I just hope he decides this time to give everyone the rare treat of maybe “Maria” or even the incredible “I Apologise” in his set for this tour. We seldom hear him perform these gems. He says that he doesn`t have enough time having been given such a short space for his set but I don`t altogether buy that. We are all struggling for time on these star packed presentations but have to vary things the best we can.  I would comfortably forego “Three Steps To Heaven”, as good as it may be, for one of the aforementioned and oh-so -memorable Proby successes. Jim, if you read this, do give it serious thought. You`ll make an old man very happy. And thanks for your unique Christmas cards. I have kept them all.

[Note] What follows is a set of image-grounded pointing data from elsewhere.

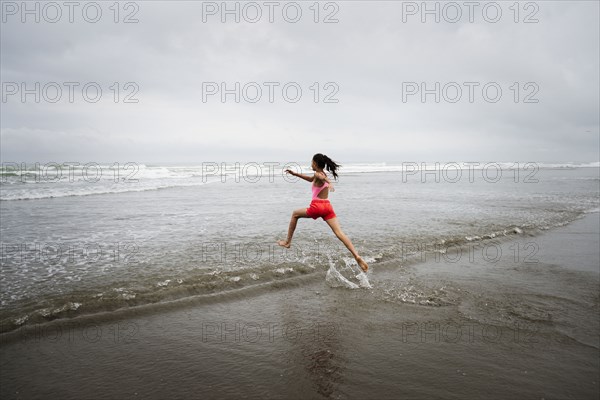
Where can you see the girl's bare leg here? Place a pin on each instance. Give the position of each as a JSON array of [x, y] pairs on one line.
[[299, 213], [335, 227]]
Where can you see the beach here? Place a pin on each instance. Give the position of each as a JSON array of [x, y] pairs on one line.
[[463, 325]]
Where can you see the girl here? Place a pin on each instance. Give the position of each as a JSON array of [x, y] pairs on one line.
[[320, 205]]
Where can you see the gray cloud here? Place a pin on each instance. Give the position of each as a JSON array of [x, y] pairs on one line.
[[369, 54]]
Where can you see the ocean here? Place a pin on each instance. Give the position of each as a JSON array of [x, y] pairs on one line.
[[103, 237]]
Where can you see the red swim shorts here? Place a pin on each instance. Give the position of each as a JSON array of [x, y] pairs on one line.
[[320, 208]]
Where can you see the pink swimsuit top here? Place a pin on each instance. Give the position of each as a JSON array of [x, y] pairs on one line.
[[318, 189]]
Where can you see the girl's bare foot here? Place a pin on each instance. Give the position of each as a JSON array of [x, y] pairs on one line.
[[284, 243], [363, 264]]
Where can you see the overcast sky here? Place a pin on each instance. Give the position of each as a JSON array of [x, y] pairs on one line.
[[368, 61]]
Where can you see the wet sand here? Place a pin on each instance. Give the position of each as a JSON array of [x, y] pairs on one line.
[[523, 325]]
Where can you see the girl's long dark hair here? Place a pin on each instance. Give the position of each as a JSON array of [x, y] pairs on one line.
[[325, 162]]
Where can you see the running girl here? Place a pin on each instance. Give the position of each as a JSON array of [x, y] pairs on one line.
[[320, 205]]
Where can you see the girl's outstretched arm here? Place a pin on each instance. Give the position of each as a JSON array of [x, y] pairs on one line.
[[305, 177]]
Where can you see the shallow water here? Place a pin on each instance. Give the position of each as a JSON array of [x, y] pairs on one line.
[[78, 248]]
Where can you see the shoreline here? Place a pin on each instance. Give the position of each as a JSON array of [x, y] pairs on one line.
[[458, 329]]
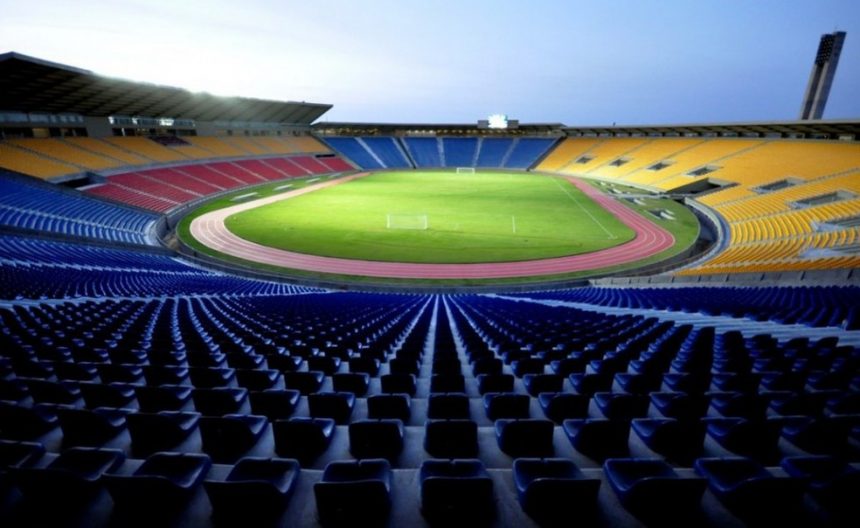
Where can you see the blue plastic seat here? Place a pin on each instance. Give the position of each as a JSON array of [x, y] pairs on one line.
[[84, 427], [114, 395], [650, 487], [304, 382], [832, 482], [750, 438], [226, 438], [167, 480], [398, 383], [398, 406], [18, 422], [354, 493], [451, 438], [376, 438], [162, 431], [621, 406], [495, 383], [748, 488], [258, 379], [506, 405], [680, 405], [677, 440], [163, 397], [274, 403], [456, 491], [448, 406], [442, 383], [537, 383], [354, 382], [72, 477], [335, 405], [598, 438], [552, 488], [302, 438], [525, 438], [259, 485], [561, 406]]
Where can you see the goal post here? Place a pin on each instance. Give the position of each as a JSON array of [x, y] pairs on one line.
[[406, 221]]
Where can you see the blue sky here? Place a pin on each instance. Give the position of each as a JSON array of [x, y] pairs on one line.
[[575, 62]]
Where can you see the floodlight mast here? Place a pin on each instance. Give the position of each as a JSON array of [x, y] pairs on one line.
[[821, 77]]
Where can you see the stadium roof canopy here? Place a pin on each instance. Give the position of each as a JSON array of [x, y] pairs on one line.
[[810, 128], [28, 84]]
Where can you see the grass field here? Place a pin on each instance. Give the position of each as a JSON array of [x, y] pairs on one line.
[[483, 217]]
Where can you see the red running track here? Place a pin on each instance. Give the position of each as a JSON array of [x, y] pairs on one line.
[[649, 239]]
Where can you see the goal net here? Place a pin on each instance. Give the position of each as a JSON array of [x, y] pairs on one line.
[[406, 221]]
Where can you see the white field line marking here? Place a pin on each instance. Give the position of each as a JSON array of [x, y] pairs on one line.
[[596, 221]]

And with that I`ve run out of things to say. With good luck and a stiff wind I hope to see you at a show soon.

Cheers
Frank Allen.


HERE ARE SOME MORE ANSWERS TO QUESTIONS SENT TO FRANK
VIA THIS WEBPAGE:   If you would like to ask him a question, which will be answered by e-mail, and might even appear at the end of a future issue of this newsletter, please e-mail it to:  wendy.burton@the-searchers.co.uk

Question 1:    I am assuming there is a back story to “Have You Ever Loved Somebody” as The Searchers and Paul & Barry Ryan released this record at the same time. I know Chris Curtis had departed and he produced the Ryan version, but why would both artists compete with this song at the same time?  What does Frank recall about the circumstances surrounding this record release?

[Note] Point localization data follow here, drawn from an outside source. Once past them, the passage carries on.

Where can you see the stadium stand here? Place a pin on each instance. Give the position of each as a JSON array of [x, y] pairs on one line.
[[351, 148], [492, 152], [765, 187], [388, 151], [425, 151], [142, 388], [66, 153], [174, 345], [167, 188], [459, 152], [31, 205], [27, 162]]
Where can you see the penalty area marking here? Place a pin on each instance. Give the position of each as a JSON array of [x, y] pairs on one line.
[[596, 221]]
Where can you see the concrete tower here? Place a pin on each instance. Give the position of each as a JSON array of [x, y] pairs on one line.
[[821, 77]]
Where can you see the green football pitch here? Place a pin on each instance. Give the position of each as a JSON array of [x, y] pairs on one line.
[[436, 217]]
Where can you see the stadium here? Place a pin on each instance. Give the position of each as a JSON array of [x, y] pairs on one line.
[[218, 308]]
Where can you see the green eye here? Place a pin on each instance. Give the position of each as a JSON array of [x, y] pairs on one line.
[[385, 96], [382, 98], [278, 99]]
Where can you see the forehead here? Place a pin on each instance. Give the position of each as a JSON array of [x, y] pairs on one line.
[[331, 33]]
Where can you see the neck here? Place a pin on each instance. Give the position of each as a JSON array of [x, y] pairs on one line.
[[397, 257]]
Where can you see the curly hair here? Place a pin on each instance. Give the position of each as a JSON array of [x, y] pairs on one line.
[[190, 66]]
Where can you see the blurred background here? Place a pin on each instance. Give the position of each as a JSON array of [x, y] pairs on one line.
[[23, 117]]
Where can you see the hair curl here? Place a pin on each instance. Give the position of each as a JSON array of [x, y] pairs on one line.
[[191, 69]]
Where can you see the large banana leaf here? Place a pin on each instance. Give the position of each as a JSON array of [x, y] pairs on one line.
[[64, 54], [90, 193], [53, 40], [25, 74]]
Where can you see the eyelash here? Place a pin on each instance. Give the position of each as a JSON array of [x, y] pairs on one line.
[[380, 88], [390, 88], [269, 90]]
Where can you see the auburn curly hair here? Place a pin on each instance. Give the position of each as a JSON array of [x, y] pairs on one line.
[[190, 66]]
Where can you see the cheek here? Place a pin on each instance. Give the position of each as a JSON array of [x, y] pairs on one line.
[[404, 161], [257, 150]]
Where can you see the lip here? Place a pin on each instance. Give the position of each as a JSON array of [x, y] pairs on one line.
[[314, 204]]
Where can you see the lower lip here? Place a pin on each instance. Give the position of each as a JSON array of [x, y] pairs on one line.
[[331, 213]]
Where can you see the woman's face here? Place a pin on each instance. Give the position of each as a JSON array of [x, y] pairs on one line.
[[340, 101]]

Answer: Chris had departed the band but still wanted to have some control over it, which we were not keen on. A break was a break as far as we were concerned and although we had no ill feelings we wanted to steer our own course.
 
He came to us suggesting he recorded the song with us. We liked it but did not want the association. Then we discovered that there was no control over who had any rights to record it and so we just decided to go ahead on our own. Meanwhile Chris had been put in charge of Paul & Barry Ryan and decided to go ahead with them as well on the same song.
 
Obviously this split the attention and the sales, particularly as the Ryans had the very important agent Harold Davison (their stepfather) behind them and could get them on any TV show he wanted. We had much less exposure but still managed to come one place ahead of them in the charts. Without the competition I think we might well have made the lower regions of the top twenty. We often play the song on stage these days and it comes over well. Not the greatest but a good track.

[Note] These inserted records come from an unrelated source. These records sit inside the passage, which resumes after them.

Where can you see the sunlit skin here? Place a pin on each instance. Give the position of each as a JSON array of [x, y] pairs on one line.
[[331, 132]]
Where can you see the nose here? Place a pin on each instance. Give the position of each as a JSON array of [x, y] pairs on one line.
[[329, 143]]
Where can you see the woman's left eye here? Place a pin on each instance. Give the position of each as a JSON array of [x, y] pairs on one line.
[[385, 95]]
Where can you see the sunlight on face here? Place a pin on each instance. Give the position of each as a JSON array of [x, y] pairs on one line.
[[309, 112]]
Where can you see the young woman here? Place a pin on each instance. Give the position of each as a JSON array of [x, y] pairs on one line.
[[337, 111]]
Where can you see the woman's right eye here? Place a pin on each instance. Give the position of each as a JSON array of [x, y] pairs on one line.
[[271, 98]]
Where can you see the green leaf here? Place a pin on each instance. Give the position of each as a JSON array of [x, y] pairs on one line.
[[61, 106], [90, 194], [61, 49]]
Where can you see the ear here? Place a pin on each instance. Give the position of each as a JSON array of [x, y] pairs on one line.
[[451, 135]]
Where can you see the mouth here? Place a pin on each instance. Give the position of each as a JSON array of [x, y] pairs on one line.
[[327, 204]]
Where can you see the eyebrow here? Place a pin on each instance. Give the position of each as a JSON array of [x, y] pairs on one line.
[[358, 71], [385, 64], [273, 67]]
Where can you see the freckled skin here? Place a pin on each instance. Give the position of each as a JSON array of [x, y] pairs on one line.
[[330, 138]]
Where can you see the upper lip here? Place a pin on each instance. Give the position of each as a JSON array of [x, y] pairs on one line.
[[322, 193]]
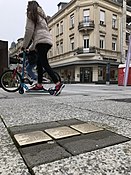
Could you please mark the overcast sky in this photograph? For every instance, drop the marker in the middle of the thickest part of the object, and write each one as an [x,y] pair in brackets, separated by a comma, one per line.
[13,17]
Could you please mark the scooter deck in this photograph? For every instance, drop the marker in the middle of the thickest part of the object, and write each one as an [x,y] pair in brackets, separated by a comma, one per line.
[43,91]
[37,91]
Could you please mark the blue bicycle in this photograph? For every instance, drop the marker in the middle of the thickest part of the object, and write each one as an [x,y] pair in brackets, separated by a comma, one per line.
[15,80]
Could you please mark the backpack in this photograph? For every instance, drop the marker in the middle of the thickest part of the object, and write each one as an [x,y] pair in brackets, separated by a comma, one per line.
[32,57]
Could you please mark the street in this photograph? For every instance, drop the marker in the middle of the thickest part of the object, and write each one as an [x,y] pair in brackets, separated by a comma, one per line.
[105,106]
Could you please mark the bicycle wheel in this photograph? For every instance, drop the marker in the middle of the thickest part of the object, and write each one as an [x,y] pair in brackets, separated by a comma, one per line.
[47,78]
[10,81]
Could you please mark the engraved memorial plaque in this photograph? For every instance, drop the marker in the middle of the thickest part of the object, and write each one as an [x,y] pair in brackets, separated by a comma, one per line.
[86,128]
[31,137]
[61,132]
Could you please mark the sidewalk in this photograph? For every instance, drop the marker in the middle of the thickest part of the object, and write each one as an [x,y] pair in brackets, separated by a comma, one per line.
[96,104]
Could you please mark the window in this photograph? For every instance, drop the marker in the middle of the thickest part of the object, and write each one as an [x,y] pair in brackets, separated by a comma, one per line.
[114,40]
[57,48]
[114,21]
[85,43]
[61,47]
[102,42]
[61,27]
[86,15]
[72,43]
[102,17]
[72,20]
[57,29]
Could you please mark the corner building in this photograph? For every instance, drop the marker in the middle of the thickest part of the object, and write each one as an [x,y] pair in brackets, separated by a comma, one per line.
[89,40]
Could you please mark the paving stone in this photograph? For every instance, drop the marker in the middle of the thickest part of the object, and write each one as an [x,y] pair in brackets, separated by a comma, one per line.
[70,122]
[31,138]
[86,128]
[43,153]
[89,142]
[61,132]
[33,127]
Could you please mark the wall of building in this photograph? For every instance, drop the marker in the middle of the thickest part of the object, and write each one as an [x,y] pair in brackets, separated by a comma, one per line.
[3,56]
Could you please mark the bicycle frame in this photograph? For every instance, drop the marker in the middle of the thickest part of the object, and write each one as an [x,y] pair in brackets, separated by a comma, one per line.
[23,85]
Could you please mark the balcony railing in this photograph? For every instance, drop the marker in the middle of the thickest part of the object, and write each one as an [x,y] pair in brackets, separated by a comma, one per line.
[82,50]
[86,25]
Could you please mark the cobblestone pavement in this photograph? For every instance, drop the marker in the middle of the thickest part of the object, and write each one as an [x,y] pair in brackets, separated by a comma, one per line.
[107,106]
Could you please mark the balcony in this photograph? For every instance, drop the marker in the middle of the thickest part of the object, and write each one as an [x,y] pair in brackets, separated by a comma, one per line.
[86,25]
[89,50]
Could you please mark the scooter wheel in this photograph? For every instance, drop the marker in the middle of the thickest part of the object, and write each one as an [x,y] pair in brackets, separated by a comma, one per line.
[51,91]
[21,90]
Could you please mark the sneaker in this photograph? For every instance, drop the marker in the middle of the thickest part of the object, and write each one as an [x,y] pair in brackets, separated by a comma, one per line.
[34,82]
[58,89]
[36,87]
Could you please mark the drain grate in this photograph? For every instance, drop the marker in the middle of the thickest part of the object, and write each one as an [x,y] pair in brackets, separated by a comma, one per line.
[51,141]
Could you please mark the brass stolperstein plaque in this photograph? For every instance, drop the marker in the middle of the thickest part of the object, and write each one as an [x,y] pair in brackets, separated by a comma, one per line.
[61,132]
[31,137]
[86,128]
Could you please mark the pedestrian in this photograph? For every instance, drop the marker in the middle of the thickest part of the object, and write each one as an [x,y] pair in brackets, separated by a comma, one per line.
[37,31]
[31,64]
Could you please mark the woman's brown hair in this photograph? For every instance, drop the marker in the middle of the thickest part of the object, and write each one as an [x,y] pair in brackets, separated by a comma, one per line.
[32,11]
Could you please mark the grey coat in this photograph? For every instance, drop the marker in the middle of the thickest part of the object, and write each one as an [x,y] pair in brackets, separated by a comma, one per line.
[38,34]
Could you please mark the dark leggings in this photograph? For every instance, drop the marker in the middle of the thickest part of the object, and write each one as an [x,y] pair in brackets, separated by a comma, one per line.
[42,50]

Question 2:  Have you or any of the band members suffered any hearing loss from decades of performing?

Answer:  I'm the only one to suffer any hearing loss but it's not to the point of deafness. I have TVs on too loud and it's a problem at the theatre but on the whole workable. I think part of it stemmed from roadie John Semark setting off the confetti cannon by accident when I was bending down next to it. One ear went virtually deaf for a couple of days. Maybe I should have an aid or even two for natural hearing but I'm holding off.  I don't think the volume of The Searchers has much effect on our hearing. We're not a loud band. It's mainly old age.